Abstract
The world’s genomics data will never be stored in a single repository – rather, it will be distributed among many sites in many countries. No one site will have enough data to explain genotype to phenotype relationships in rare diseases; therefore, sites must share data. To accomplish this, the genetics community must forge common standards and protocols to make sharing and computing data among many sites a seamless activity. Through the Global Alliance for Genomics and Health, we are pioneering the development of shared application programming interfaces (APIs) to connect the world’s genome repositories. In parallel, we are developing an open source software stack (ADAM) that uses these APIs. This combination will create a cohesive genome informatics ecosystem. Using containers, we are facilitating the deployment of this software in a diverse array of environments. Through benchmarking efforts and big data driver projects, we are ensuring ADAM’s performance and utility.
Keywords: computational genomics, genomics, big data, APIs, genome informatics
MISSION
The National Institutes for Health Big Data to Knowledge (NIH BD2K) Center for Big Data in Translational Genomics (CBDTG) has a single, overarching aim: to help the biomedical community achieve the statistical power needed to understand the complex relationships between genotypes and phenotypes in human health and disease. This will only happen if geneticists can gather and compare many genomes – at minimum, hundreds of thousands and, likely, millions – because there are a vast number of genomic variants and each genome variant must be viewed against various genetic and epigenetic backgrounds. The need for such a large quantity of data presents a challenge, one that is compounded when combinations of variations are taken into account. Variants that are rare in most genetic or epigenetic contexts may have limited effects individually but enormous cumulative effects in combination with other variants, which may account for the majority of phenotypes. We will never have the statistical power to recognize rare variants with phenotypic impacts without analyzing large, shared datasets. Similarly, to study these correlations, robust and extensive phenotypic data will need to be readily available. The CBDTG is therefore building partnerships with other BD2K centers (eg, Mobile Data To Knowledge) to facilitate access to and the compatibility of such data.

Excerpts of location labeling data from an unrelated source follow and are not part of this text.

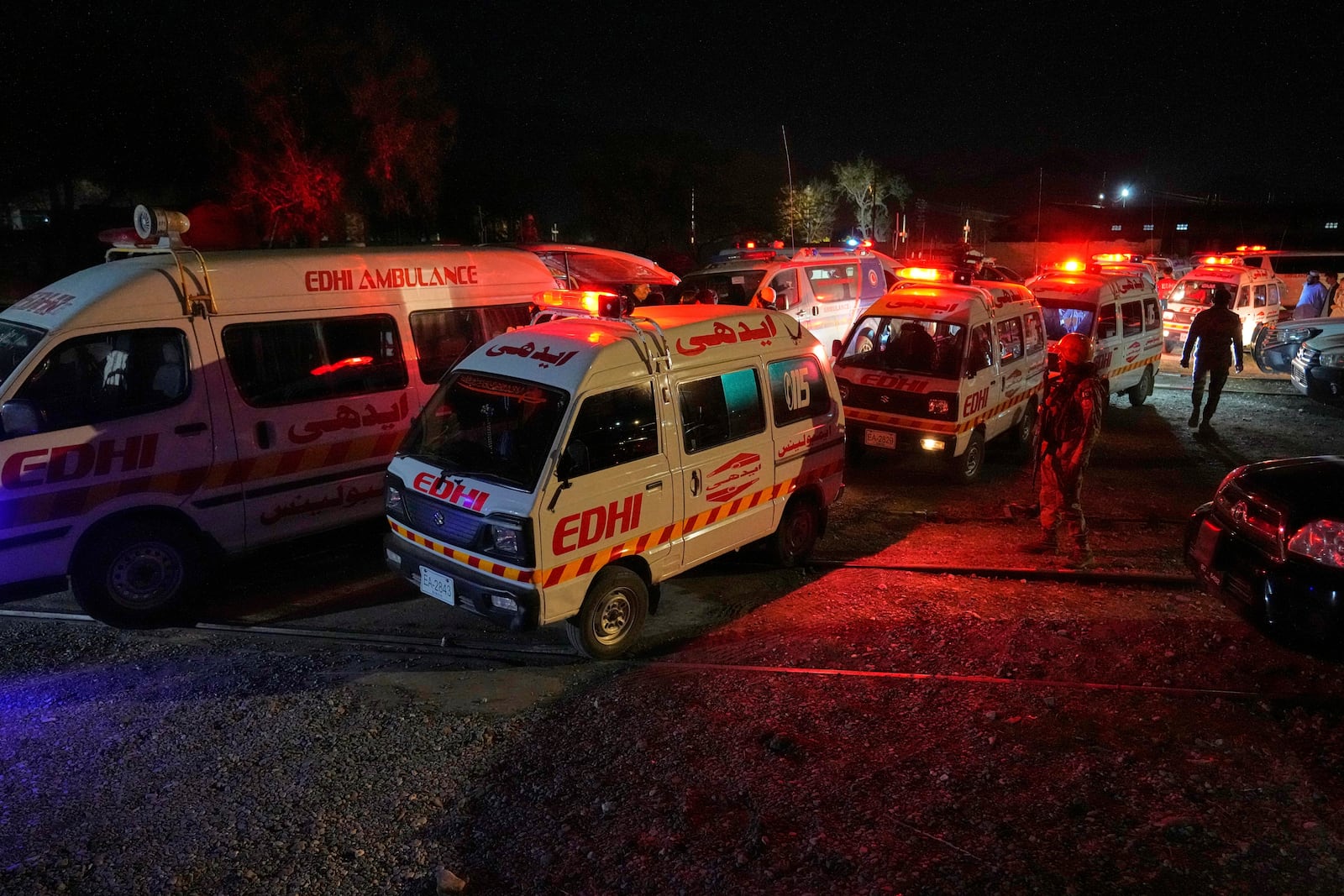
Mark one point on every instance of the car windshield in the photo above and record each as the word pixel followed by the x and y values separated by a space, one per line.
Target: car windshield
pixel 732 288
pixel 1066 317
pixel 488 427
pixel 907 344
pixel 1195 291
pixel 17 343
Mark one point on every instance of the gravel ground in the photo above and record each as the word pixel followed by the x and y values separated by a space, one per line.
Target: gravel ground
pixel 1079 738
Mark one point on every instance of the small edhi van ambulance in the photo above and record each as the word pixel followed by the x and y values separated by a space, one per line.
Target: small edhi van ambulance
pixel 1257 297
pixel 170 407
pixel 823 288
pixel 1122 317
pixel 566 469
pixel 945 367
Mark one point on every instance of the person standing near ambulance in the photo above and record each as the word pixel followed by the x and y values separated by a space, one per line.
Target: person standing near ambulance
pixel 1312 300
pixel 1070 422
pixel 1218 333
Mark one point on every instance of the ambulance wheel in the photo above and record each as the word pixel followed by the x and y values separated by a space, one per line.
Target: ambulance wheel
pixel 965 468
pixel 1140 391
pixel 797 535
pixel 1023 432
pixel 134 574
pixel 612 616
pixel 853 445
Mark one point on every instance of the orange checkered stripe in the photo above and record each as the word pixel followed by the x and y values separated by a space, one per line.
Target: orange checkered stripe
pixel 1116 371
pixel 81 499
pixel 924 425
pixel 638 544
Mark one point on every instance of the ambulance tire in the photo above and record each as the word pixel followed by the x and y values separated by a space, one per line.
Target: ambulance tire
pixel 797 533
pixel 965 468
pixel 134 574
pixel 612 616
pixel 1140 391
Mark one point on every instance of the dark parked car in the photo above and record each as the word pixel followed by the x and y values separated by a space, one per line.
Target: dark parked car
pixel 1276 345
pixel 1273 540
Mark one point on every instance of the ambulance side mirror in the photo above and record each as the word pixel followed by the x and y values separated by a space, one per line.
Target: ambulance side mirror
pixel 19 418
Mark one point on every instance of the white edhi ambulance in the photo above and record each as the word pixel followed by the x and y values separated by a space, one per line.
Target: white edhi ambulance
pixel 1257 297
pixel 171 407
pixel 945 367
pixel 564 469
pixel 1122 317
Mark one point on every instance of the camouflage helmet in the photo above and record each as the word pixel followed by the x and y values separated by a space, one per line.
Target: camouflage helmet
pixel 1074 348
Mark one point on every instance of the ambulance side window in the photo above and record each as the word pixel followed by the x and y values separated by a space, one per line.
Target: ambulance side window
pixel 797 390
pixel 108 376
pixel 1152 315
pixel 1106 322
pixel 613 427
pixel 721 409
pixel 1010 340
pixel 291 362
pixel 443 338
pixel 785 285
pixel 980 355
pixel 1035 332
pixel 1132 316
pixel 833 282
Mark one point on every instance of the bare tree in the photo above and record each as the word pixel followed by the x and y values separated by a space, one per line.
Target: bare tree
pixel 869 188
pixel 808 211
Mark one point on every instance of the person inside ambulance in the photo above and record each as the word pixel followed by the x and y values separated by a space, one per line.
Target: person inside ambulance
pixel 1068 425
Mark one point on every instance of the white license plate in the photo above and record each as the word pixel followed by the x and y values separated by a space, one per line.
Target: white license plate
pixel 1206 543
pixel 879 438
pixel 437 584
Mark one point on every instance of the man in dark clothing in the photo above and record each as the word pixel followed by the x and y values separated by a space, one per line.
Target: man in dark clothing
pixel 1218 332
pixel 1070 422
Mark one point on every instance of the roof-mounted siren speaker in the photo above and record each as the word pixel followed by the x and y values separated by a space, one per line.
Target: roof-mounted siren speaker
pixel 160 223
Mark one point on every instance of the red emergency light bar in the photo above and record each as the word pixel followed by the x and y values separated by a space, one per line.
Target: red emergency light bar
pixel 582 300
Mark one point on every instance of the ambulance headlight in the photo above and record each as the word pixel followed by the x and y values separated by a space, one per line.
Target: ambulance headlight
pixel 506 537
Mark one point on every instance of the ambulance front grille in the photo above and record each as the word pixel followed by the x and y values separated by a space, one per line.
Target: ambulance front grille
pixel 459 527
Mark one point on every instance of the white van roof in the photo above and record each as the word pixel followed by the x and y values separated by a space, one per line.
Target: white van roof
pixel 151 286
pixel 696 335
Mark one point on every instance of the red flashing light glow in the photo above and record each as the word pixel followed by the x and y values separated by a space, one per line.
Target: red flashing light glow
pixel 346 362
pixel 924 273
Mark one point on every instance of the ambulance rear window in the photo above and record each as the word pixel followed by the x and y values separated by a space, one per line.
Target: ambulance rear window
pixel 17 343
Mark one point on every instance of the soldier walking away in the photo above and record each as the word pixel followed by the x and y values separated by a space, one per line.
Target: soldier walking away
pixel 1218 332
pixel 1070 421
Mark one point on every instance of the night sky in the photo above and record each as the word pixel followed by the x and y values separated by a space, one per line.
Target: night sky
pixel 971 103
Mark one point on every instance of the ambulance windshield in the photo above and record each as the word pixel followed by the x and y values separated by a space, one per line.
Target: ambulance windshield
pixel 488 427
pixel 17 343
pixel 909 344
pixel 1066 317
pixel 1191 291
pixel 732 288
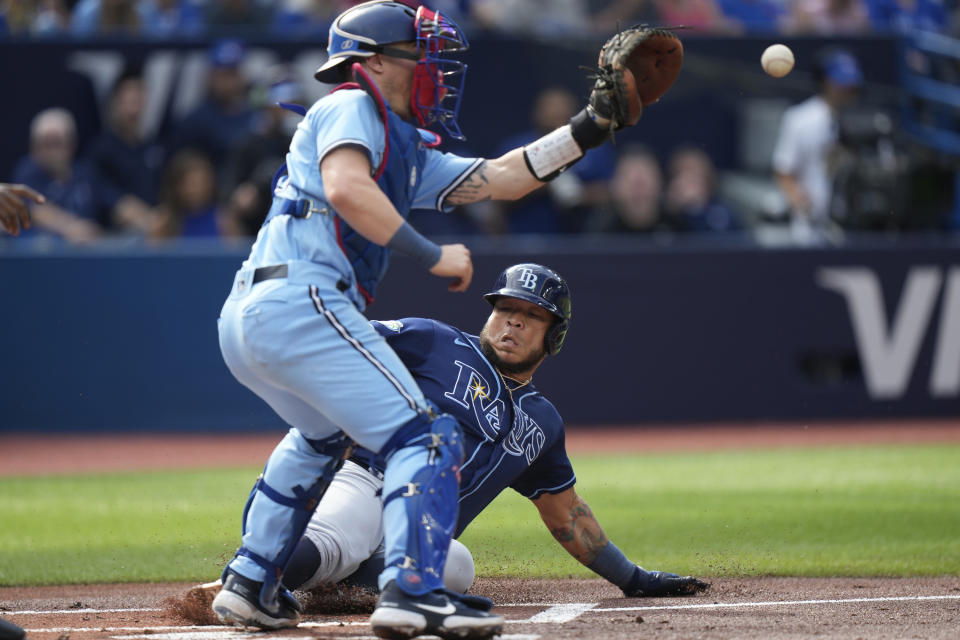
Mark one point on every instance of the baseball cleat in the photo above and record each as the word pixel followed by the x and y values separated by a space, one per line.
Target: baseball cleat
pixel 658 584
pixel 238 604
pixel 399 616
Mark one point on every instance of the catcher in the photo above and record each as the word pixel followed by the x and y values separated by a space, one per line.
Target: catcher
pixel 358 164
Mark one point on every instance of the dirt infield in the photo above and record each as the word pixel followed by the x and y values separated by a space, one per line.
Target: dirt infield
pixel 755 608
pixel 740 608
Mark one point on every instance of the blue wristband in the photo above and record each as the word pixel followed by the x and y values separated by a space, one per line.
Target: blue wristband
pixel 408 240
pixel 611 564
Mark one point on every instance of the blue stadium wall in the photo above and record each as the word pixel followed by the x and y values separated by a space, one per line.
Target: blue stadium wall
pixel 126 340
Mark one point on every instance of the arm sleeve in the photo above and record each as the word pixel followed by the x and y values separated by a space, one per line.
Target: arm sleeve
pixel 349 118
pixel 411 338
pixel 442 173
pixel 550 473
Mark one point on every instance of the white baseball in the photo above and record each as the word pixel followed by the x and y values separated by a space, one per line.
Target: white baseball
pixel 777 60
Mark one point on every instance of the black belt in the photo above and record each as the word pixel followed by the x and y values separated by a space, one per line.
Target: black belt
pixel 281 271
pixel 366 463
pixel 268 273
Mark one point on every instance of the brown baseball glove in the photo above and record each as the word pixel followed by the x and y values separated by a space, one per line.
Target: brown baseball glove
pixel 635 68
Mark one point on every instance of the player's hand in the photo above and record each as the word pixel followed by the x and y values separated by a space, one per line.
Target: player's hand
pixel 454 263
pixel 14 214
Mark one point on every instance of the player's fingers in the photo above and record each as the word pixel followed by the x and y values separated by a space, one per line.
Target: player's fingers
pixel 8 213
pixel 26 192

SHARING BETWEEN GENOME SILOS USING GA4GH APIS
The culture of data sharing that began with the Bermuda Accord and the Human Genome Project1 has been replaced by a culture of genome data silos isolated by ethical, legal, social, and technical roadblocks. Recognizing this, the Global Alliance for Genomics and Health (GA4GH)2 has been formed to help clear these roadblocks and facilitate sharing and interoperability between individual data silos. The CBDTG is working with the GA4GH to solve the technical issues by creating application programming interfaces (APIs), which make interoperability between implementations possible through common communication protocols (Figure 1).

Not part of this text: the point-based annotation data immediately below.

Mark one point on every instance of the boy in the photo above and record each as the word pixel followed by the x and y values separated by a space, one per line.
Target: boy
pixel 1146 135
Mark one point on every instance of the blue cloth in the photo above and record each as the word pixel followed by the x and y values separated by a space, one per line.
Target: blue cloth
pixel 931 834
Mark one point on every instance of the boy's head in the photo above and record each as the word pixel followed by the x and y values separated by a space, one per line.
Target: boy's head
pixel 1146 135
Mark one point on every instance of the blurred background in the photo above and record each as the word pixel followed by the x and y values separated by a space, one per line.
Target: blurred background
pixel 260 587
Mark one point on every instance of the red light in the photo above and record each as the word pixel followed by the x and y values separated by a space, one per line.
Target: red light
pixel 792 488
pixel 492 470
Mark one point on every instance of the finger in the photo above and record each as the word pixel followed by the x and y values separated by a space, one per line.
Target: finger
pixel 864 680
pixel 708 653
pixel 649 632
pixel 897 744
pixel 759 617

API development cannot be done effectively in isolation, because the success of an API relies on its acceptance by the entire community. The GA4GH has therefore created task teams, each composed of a globally distributed set of members of a specific genomics subcommunity and each charged with contributing to a shared set of API schemas on behalf of that subcommunity. Because community API development requires engineering support to flourish, members of the CBDTG are integrated into each task team The GA4GH task teams are focused on topics such as sequencing reads, genetic variations, RNA, genetic variant effect annotations, metadata, and genotype-to-phenotype associations. A stable version 0.5.1 API is available,3 with implementations by multiple groups, including Google, the European Bioinformatics Institute (EBI), and the National Center for Biotechnology Information (NCBI). Currently, version 0.5.1 provides support for managing sequencing reads and genomic variants, with a richer set of genomic data types on the way as the task teams progress.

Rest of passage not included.